Denethor: Nor fail to reward that which is given. Fealty with love. Valor with honor. Disloyalty with pants.

Faramir: Since you are robbed of Boromir, I will do what I can in his pants.

Gollum: He took it! I seen him! He's always stuffing his pants when Master's not looking!

Gandalf: Faramir! Your father's will is turned to madness! Do not throw aside your pants so rashly!

Aragorn: Six thousand will not be enough to break the pants of Mordor.

Elrond: The shadow is upon us, Aragorn. The pants have come.

Aragorn: They believe in nothing. They answer to no one!

Elrond: They will answer to the pants of Gondor! (AN: But Gondor has no pants! Gondor needs no pants! lol PoP)

Legolas: Have you learned nothing of the stubbornness of pants?

Gimli: What kind of army would linger in such pants?

Legolas: The pants are shut. They were made by those who were dead, and the dead keep them. The pants are shut.

Theoden: Little hobbits do not belong in pants.

Ghost King: Who enters my domain?

Aragorn: One who will have your pants.

Gimli: They had no pants in life, they have none now in death.

Gothmog: Pants- the city is rank with them.

Gandalf: The pants are breached!

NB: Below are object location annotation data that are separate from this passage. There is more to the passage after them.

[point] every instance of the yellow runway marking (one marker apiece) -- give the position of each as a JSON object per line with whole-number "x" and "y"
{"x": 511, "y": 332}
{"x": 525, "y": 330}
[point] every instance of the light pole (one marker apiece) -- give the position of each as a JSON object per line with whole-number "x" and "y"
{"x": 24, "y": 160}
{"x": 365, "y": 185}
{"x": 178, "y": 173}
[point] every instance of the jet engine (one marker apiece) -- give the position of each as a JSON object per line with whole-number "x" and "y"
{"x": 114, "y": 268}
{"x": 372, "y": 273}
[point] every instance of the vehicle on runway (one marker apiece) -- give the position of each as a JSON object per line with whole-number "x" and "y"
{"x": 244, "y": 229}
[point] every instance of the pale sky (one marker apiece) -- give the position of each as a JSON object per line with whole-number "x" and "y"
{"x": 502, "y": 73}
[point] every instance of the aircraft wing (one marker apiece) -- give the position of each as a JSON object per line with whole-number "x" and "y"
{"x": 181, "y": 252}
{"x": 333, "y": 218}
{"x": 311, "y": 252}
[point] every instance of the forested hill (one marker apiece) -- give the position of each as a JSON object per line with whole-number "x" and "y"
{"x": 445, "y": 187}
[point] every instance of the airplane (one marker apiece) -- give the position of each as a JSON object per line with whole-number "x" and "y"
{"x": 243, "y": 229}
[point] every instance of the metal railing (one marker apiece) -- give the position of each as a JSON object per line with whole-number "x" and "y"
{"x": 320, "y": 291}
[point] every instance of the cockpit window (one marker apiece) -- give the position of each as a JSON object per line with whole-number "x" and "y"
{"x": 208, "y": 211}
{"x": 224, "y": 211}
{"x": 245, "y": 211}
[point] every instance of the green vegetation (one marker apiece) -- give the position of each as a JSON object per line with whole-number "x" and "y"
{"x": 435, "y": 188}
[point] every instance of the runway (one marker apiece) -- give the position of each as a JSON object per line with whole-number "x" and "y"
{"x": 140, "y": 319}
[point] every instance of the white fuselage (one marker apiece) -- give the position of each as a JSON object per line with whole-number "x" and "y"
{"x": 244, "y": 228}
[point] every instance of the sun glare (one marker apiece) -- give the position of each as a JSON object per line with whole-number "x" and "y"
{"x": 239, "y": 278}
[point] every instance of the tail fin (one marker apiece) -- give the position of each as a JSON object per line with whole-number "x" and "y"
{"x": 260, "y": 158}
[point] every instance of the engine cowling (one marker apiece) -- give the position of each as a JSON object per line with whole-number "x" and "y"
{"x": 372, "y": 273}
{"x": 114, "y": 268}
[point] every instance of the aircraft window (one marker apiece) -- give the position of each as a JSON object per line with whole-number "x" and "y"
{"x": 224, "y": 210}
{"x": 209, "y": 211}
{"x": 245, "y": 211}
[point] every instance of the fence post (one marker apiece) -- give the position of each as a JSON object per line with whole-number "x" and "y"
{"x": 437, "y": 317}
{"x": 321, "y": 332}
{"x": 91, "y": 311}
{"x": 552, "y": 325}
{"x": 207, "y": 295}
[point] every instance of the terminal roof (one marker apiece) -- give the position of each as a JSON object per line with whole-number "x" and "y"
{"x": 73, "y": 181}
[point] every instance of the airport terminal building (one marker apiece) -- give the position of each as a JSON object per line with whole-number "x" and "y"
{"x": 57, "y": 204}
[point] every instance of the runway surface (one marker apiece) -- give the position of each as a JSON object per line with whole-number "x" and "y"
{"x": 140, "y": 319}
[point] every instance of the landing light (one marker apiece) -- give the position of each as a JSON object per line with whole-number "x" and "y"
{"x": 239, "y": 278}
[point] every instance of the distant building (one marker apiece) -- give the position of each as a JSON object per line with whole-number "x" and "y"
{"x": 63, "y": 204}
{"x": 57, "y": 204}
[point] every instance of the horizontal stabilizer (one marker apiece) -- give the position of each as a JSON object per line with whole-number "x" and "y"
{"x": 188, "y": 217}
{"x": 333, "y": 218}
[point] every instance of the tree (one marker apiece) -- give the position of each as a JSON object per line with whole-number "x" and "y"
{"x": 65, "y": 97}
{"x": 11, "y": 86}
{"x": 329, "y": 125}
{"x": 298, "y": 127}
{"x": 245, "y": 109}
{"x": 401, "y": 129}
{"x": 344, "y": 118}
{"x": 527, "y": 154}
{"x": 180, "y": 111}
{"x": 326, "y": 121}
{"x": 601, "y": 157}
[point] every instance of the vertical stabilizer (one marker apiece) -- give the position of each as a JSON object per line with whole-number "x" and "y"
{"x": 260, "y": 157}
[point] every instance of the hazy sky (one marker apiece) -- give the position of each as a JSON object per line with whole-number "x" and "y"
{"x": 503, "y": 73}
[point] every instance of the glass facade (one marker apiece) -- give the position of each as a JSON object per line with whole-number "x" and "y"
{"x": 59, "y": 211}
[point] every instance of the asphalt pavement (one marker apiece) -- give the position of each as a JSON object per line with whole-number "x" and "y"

Pull back!

Theoden: Spears shall be shaken! Pants shall be splintered!

Pippin: Gandalf! Denethor has lost his pants!

Denethor: Set a fire in our pants.

Witchking: Do not come between the Nazgul and his pants.

Witchking: Fool- no pants can kill me.

Eowyn: I have no pants!

(AN: I guess there's kind of a story behind this one. See, back when I first discovered Lord o the Pants, I told my family about it, and we all sat around laughing and coming up with our own lines for TTT and RotK, and my mom came up with this one. So since she beat me to it, this line actually came from my mom. )

Theoden: I go to my fathers, in whose mighty pants I shall not know fear nor shame….

Gorbag: You touch it and I'll stick this blade in your pants!

Sam: Come on, Mr. Frodo. We'd best find you some pants.

Aragorn: Draw out Sauron's armies. Empty his pants!

Aragorn: I bid you, stand, pants of the West!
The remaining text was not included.